Like a judge entering the room, the Gospel commands respect. The bailiff (in this case the reader or the pastor) tells everyone to get up. It’s usually only about 15 minutes into the service, but if you have already gotten drowsy, this command gets you up, on your feet, and paying attention. “The Holy Gospel according to St…..”

The Gospel is the chief reading of the four readings that we have on a Sunday. The Old Testament will often give the context of the Gospel. The Psalm engages with the emotion of the Gospel. The Epistle reading usually describes the derivative theology of the Gospel. The Gospel is in charge.

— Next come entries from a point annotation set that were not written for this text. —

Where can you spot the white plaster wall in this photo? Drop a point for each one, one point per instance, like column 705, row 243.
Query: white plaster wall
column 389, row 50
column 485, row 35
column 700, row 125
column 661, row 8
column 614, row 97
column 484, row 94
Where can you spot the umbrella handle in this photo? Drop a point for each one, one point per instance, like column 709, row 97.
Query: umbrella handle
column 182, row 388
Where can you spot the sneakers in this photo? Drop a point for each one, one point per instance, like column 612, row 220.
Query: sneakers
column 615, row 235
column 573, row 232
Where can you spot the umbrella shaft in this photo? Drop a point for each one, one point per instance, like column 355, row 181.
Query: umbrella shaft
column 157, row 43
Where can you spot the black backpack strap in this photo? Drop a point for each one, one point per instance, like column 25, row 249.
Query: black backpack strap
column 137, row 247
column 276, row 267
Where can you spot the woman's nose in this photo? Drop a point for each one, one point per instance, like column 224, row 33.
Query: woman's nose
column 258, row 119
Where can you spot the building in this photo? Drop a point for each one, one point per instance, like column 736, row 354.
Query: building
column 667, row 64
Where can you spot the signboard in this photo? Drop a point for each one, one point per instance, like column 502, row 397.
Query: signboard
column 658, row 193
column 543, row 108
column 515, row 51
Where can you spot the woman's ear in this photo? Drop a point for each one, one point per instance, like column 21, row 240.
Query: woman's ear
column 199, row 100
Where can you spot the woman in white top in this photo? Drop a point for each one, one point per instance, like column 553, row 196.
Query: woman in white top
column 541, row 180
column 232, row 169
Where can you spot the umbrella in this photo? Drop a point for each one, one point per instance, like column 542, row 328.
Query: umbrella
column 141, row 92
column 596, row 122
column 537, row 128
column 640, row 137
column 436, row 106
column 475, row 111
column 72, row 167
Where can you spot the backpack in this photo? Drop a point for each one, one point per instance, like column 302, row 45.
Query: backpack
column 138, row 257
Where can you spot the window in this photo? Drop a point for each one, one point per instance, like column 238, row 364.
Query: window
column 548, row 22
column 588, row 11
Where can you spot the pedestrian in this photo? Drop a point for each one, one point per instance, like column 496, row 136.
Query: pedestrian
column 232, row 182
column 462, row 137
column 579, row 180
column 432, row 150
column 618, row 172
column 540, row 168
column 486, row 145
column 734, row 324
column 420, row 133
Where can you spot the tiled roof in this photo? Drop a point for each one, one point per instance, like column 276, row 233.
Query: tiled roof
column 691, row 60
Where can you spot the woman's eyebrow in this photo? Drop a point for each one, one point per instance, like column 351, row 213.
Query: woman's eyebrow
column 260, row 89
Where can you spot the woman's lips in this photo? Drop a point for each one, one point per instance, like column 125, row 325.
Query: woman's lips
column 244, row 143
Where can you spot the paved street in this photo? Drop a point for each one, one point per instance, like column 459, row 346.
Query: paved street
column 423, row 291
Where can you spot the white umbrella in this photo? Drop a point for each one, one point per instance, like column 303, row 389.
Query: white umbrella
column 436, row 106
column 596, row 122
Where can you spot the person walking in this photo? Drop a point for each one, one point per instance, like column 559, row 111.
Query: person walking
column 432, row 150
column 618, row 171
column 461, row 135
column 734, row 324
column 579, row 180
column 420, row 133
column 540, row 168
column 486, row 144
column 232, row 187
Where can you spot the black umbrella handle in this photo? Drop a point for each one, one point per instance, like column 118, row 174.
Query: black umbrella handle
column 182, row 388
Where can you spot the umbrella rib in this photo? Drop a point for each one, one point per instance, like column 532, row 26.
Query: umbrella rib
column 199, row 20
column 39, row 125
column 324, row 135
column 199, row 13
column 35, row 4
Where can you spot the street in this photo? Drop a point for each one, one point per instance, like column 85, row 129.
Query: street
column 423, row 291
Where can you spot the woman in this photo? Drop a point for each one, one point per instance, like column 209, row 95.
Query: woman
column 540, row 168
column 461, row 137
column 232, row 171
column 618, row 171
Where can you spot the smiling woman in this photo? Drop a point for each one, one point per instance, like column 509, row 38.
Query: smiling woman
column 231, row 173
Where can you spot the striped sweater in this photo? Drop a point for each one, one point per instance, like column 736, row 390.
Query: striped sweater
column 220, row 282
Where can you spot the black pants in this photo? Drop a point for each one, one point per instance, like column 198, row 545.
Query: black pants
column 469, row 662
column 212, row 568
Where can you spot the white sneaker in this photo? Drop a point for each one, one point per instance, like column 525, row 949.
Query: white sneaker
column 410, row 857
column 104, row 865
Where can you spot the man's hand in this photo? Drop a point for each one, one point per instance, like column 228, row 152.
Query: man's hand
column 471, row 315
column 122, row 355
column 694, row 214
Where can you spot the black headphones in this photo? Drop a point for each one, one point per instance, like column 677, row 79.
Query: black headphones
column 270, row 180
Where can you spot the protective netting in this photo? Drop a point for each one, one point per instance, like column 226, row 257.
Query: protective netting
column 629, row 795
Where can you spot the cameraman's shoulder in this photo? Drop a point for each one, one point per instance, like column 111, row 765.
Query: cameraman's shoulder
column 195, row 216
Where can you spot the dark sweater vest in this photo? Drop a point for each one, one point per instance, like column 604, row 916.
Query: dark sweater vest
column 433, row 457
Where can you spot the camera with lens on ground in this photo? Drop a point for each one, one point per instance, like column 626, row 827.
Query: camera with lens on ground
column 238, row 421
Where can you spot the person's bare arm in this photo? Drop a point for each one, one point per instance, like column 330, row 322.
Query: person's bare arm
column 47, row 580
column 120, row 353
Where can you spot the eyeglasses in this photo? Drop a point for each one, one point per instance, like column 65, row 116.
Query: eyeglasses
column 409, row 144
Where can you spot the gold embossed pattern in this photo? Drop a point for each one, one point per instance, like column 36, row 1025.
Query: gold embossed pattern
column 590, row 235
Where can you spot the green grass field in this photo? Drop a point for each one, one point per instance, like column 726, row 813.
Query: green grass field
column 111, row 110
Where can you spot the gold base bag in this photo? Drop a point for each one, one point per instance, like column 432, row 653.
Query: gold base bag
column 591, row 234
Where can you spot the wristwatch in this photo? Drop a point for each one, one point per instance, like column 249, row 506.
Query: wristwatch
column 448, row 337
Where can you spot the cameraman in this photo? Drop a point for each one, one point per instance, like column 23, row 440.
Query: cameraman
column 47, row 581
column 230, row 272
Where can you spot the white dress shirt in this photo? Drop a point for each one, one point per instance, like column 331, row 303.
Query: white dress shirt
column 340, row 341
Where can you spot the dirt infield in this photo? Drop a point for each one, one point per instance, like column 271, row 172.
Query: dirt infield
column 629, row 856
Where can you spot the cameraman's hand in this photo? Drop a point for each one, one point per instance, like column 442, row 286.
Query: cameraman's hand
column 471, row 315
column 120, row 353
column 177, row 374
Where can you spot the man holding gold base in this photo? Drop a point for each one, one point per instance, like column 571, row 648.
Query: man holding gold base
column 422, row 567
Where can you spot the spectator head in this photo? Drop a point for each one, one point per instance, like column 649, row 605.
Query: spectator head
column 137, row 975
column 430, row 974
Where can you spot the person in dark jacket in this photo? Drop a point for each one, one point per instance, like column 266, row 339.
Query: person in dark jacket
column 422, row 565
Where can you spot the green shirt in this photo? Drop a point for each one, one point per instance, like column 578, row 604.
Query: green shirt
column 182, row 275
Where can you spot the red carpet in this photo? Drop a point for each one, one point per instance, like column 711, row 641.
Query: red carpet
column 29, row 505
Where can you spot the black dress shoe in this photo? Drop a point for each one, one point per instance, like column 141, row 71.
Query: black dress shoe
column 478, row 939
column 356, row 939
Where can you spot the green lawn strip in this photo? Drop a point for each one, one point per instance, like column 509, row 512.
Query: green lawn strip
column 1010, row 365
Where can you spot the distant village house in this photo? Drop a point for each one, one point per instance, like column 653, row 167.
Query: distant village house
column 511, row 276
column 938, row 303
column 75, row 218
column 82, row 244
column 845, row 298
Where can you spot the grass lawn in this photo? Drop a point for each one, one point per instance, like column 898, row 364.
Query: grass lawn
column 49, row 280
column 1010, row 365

After we read the Gospel, we sit down. Like the people in Nehemiah 8, we need the sense of the reading explained to us – the ideas found within the Word of God drawn out. That’s the role of the sermon. And that’s something very Lutheran, to explain the reading. In other churches, you’ll find sermons that tell you something about God sort of thematically. Those sermons will give you a big broad category like “holiness”, and then will go through the Bible showing you all the places where holiness pops up like a Google report. Those aren’t bad, in fact, a lot of times they are pretty good. But our style is a little different – our style is to let the Gospel lead, to preach the appointed texts that all point to the Gospel no matter which one is the sermon text. Even when we have a sermon series here, the idea is still to keep those ideas tied to what is being read in the texts and where the Gospel is leading.

And the Gospel always leads to….well…the Gospel. The two usages of the same word do tell us something. The Gospel is both the book that contains the information about Jesus and the meaning of the information about Jesus. The Gospel is Jesus. And that’s why we stand, to stop, take notice…and finally…rejoice.